Marriage has become a minefield of unattractive choices. Japanese men have become less career-driven, and less solvent, as lifetime job security has waned. Japanese women have become more independent and ambitious. Yet conservative attitudes in the home and workplace persist. Japan’s punishing corporate world makes it almost impossible for women to combine a career and family, while children are unaffordable unless both parents work. Cohabiting or unmarried parenthood is still unusual, dogged by bureaucratic disapproval.

Clearly, the Guardian reminds us, the problem is bureaucratic disapproval of cohabitation or unmarried parenthood.

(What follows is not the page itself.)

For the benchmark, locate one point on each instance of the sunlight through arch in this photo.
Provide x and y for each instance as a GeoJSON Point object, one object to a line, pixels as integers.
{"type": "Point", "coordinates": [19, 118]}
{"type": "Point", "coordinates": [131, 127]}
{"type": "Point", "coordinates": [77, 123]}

Japan is very modern, yet very, very foreign.

Comments

  1. This gem stood out to me:

    “Japan – a country mostly free of religious morals –”

    I couldn’t help but laugh.

  2. Slovenian Guest says:

    They may shun relationships, but considering that Japan is the world’s number one producer and consumer of adult movies would negate the “no interest in sex” part.

    Japan also has the most “love/hour hotels” per capita in the world; they are on every corner.

    It doesn’t end with weird things like cucumber flavored soda there; variety extends into the washitsus

  3. Ben says:

    “celibacy”

  4. Isegoria says:

    Thanks, Ben. Fixed it.

  5. Candide III says:

    The Guardian article is not just stupid; its contents are at least somewhat obsolete. Statistics show a reversal of “liberalizing” trends in many sex, family and lifestyle indicators in Japan beginning from about 2005. Things ranging from (dis)approval of out-of-wedlock births to suicides in 30-50yo males and abortion in minors have reversed patterns of many decades. See Statistics on sex and marriage in Japan.